Multiprocessing so slow - python

I have a function that does the following :
Take a file as input and does basic cleaning.
Extract the required items from the file and then write them in a pandas dataframe.
The dataframe is finally converted into csv and written into a folder.
This is the sample code:
def extract_function(filename):
with open(filename,'r') as f:
input_data=f.readlines()
try:
// some basic searching pattern matching extracting
// dataframe creation with 10 columns and then extracted values are filled in
empty dataframe
// finally df.to_csv()
if __name__ == '__main__':
pool_size = multiprocessing.cpu_count()
filenames=os.listdir("/home/Desktop/input")
pool=multiprocessing.Pool(pool_size)
pool.map(extract_function,filenames)
pool.close()
pool.join()
The total number of files in the input folder is 4000. I used multiprocessing, as running the program normally with for loop was taking some time. Below are the executions times of both approaches:
Normal CPU processing = 139.22 seconds
Multiprocessing = 18.72 seconds
My system specification are :
Intel i5 7th gen, 12gb ram, 1Tb hdd, Ubuntu 16.04
While running the program for the 4000 files all the cores are getting fully used(averaging around 90% each core). So I decided to increase the file size and repeat the process. This time the input file number was increased from 4000 to 1,20,000. But this time while running the code the cpu usage was erratic at start and after some time the utilization went down (avearge usage around 10% per core). The ram utilization is also low averaging at 4gb max (remaining 8gb free). With the 4000 files as input the file writing to csv was fast as at an instant as i could see a jump or around 1000 files or more in an instant. But with the 1,20,000 files as input, the file writing slowed down to some 300 files and this slowing down goes linearly and after sometime the file writing became around 50-70 for an instant. All this time the majority of the ram is free. I restarted the machine and tried the same to clear any unwanted zombie process but still, the result is the same.
What is the reason for this ? How can I achieve the same multiprocessing for large files?
Note :
* Each file size average around 300kb.
* Each output file being written will be around 200bytes.
* Total number of files is 4080. Hence total size would be ~1.2gb.
* This same 4080 files was used to make copies to get 1,20,000 files.
* This program is an experiment to check multiprocessing for large number of files.
Update 1
I have tried the same code in a much more powerful machine.
Intel i7 8th gen 8700, 1Tb SSHD & 60gb ram.
. The file writing was much faster than in normal HDD. The program took:
For 4000 files - 3.7sec
For 1,20,000 files - 2min
Some point of time during the experiment, I got the fastest completion time which is 84sec. At that point in time, it was giving me consistent result while trying two times consecutively. Thinking that it may be because I had correctly set the number of thread factor in the pool size, I restarted and tried again. But this time it was much slower. To give a perspective, during normal runs around 3000-4000 files will be written in a second or two but this time it was writing below 600 files in a second. In this case, also the ram was not being used at all. The CPU even though the multiprocessing module is being used, all the cores just averages around 3-7% utilization.

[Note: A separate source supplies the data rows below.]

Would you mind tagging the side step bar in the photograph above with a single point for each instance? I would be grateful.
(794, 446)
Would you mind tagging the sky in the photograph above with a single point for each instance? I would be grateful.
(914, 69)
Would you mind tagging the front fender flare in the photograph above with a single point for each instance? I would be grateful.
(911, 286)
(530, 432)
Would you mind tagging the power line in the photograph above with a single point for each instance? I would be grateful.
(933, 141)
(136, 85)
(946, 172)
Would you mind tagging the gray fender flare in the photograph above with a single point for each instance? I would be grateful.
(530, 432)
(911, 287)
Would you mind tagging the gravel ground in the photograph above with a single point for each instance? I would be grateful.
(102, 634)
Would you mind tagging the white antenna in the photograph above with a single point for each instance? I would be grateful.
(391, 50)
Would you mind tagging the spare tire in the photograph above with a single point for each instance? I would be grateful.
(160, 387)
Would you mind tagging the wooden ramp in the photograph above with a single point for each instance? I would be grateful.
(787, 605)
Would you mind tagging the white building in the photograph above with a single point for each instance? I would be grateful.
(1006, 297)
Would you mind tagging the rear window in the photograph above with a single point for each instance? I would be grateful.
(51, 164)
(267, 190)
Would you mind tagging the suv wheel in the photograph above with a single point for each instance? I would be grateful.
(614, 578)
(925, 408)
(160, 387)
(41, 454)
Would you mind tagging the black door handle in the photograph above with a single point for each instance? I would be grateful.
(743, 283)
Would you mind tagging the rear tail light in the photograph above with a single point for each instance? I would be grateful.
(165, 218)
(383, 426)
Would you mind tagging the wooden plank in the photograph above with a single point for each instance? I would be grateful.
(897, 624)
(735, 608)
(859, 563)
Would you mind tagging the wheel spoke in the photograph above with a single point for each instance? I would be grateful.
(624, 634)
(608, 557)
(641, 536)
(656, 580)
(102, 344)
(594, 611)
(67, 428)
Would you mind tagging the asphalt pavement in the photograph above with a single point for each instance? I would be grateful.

Reading from and writing to disk is slow, compared to running code and data from RAM. It is extremely slow compared to running code and data from the internal cache in the CPU.
In an attempt to make this faster, several caches are used.
A harddisk generally has a built-in cache. In 2012 I did some write testing on this. With the harddisk's write cache disabled writing speed dropped from 72 MiB/s to 12 MiB/s.
Most operating systems today use otherwise unoccupied RAM as a disk cache.
The CPU has several levels of built-in caches as well.
(Usually there is a way to disable caches 1 and 2. If you try that you'll see read and write speed drop like a rock.)
So my guess is that once you pass a certain number of files, you exhaust one or more of the caches, and disk I/O becomes the bottleneck.
To verify, you would have to add code to extract_function to measure 3 things:
How long it takes to read the data from disk.
How long it takes to do the calculations.
How long it takes to write the CSV.
Have extract_function return a tuple of those three numbers, and analyse them. Instead of map, I would advise to use imap_unordered, so you can start evaluating the numbers as soon as they become available.
If disk I/O turns out to be the problem, consider using an SSD.

As #RolandSmith & #selbie suggested, I avoided the IO continuous write into CSV files by replacing it with data frames and appending to it. This I think cleared the inconsistencies. I checked the "feather" and "paraquet" high-performance IO modules as suggested by #CoMartel but I think it's for compressing large files into a smaller data frame structure. The appending options were not there for it.
Observations:
The program runs slow for the first run. The successive runs will be faster. This behavior was consistent.
I have checked for some trailing python process running after the program completion but couldn't find any. So some kind of caching is there within the CPU/RAM which make the program execution faster for the successive runs.
The program for 4000 input files took 72 sec for first-time execution and then an average of 14-15 sec for all successive runs after that.
Restarting the system clears those cache and causes the program to run slower for the first run.
Average fresh run time is 72 sec. But killing the program as soon as it starts and then running it took 40 sec for the first dry run after termination. The average of 14 sec after all successive runs.
During the fresh run, all core utilization will be around 10-13%. But after all the successive runs, the core utilization will be 100%.
Checked with the 1,20,000 files, it follows the same pattern. So, for now, the inconsistency is solved. So if such a code needs to be used as a server a dry run should be made for the CPU/RAM to get cached before it can start to accept API queries for faster results.

Related

How much does file write order matter for future sequential reading?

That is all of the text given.